Dashboard camera video released on Tuesday involving the traffic stop in Texas of a woman later found hanging dead in her jail cell showed how the incident quickly escalated into an altercation between her and a state trooper.
Sandra Bland, a 28-year-old black woman from the Chicago area, was pulled over on July 10 in Prairie View, Texas, northwest of Houston, for failing to signal a lane change.
The 52-minute video, released by the Texas Department of Public Safety, shows the trooper, Brian Encinia, approaching the car and asking if Bland is irritated. Bland replies that she is upset about being stopped for such a minor issue.
After running a check of Bland's driving history, the trooper returns and asks her to put out her cigarette, which she refuses to do, saying she has the right to smoke in her own vehicle.
At that point, the video shows Encinia demanding she leave the vehicle and then trying to pull her out. He then points a Taser and shouts: "I will light you up."

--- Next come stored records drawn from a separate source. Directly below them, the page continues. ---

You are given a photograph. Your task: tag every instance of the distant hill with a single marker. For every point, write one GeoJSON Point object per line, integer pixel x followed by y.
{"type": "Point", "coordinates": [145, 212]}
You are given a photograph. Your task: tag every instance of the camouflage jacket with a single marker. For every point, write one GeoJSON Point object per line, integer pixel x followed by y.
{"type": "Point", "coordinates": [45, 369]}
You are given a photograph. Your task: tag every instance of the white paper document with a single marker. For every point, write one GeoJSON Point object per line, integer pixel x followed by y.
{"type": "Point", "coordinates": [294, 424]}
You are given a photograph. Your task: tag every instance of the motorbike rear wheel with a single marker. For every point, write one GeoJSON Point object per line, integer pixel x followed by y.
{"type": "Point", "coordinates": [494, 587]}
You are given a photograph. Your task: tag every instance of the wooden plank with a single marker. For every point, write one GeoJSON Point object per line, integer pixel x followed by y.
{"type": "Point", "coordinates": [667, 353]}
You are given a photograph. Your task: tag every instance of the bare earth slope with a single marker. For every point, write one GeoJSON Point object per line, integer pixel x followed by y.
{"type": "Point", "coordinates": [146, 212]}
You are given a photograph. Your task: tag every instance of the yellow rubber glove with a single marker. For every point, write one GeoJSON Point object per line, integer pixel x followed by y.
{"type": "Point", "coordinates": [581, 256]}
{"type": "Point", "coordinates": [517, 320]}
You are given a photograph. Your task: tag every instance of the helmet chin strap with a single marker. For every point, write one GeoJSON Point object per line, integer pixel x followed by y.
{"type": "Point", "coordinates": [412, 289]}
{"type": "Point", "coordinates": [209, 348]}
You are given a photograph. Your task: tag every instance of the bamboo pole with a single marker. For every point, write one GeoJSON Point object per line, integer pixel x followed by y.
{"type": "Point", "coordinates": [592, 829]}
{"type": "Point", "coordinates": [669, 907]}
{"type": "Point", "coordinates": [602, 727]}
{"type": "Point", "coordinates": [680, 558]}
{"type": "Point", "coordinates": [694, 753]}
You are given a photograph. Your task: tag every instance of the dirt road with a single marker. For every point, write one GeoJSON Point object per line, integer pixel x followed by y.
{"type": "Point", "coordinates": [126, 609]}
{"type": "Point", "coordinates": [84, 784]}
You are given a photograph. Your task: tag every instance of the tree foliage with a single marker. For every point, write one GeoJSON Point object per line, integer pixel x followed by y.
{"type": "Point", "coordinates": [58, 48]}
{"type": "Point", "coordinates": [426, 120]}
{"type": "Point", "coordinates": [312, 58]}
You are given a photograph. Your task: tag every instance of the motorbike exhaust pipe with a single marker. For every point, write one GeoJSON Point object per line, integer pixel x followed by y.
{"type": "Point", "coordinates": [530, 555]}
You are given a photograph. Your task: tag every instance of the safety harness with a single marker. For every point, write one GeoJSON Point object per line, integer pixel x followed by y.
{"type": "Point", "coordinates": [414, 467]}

Bland asks at least 10 times about why she is being arrested and for what offense before Encinia replies she is resisting arrest.
She is heard telling the trooper: "I can't wait until we go to court."

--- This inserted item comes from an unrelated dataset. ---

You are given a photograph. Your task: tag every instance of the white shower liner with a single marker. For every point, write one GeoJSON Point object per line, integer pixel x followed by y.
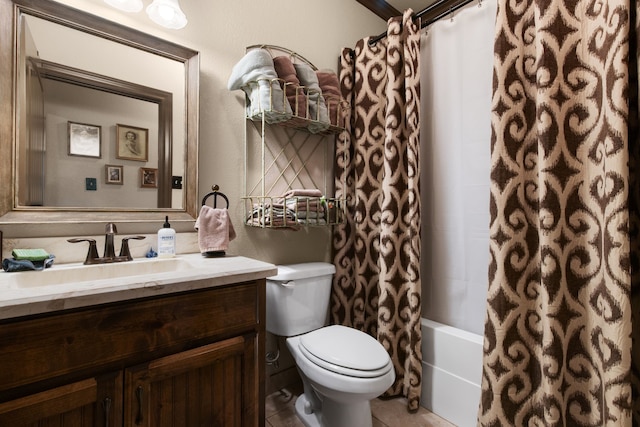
{"type": "Point", "coordinates": [451, 372]}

Bland, who was taken into custody and later charged with assaulting an officer, was found hanging in her jail cell with a plastic trash bag around her neck three days later.
Her death was originally ruled a suicide. But her family, while acknowledging that Bland previously posted a video blog saying she was struggling with depression, has dismissed the idea she was suicidal. Family members said she was excited about starting a new job at her alma mater, Prairie View A&M University.

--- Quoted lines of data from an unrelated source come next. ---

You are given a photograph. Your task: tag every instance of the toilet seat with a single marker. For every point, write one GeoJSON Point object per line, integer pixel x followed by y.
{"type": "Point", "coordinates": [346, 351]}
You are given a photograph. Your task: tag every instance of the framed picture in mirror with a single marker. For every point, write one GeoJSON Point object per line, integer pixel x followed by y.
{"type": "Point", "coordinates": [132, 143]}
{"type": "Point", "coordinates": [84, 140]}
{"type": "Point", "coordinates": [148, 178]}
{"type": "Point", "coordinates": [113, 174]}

Waller County District Attorney Elton Mathis said on Monday he would investigate her death as a homicide. The state trooper, Encinia, has been has been put on desk duty for violating protocol in the arrest, officials have said.
Demonstrators have protested outside the jail where Bland died and her case has been taken up by activists who say it is the latest example of racial bias and excessive force by U.S. law enforcement. The trooper involved in the incident is white.
Bland's family has called for an independent autopsy and involvement by the U.S. Department of Justice in the probe of her death. A memorial for Bland was held at Prairie View A&M on Tuesday night attended by about 300 people.
"I am angry because of the way she died," Bland's mother, Geneva Reed-Veal, said at the memorial. "All I want to know is why."
LAWMAKER QUESTIONS ARREST
A Texas lawmaker, speaking at a news conference on Tuesday, said the video suggested Bland should never have been arrested in the first place.
Democratic state Senator Royce West said there would be no cover-up in the investigation, which other officials at the news conference said could take time.
Jailhouse video released earlier by the Waller County Sheriff's Department shows a space of about 90 minutes between the last physical check of Bland in her cell and her being discovered dead at about 9 a.m. on July 13.
The jail was decertified last Thursday because of problems with staff training and observing inmates, including following state requirements for face-to-face checkups on inmates every hour, said Brandon Wood, executive director of the Texas Commission on Jail Standards.
Waller County Sheriff Glen Smith, who could not be reached on Tuesday for comment, previously told Houston's KHOU TV that he did not think either problem played a role in Bland's death.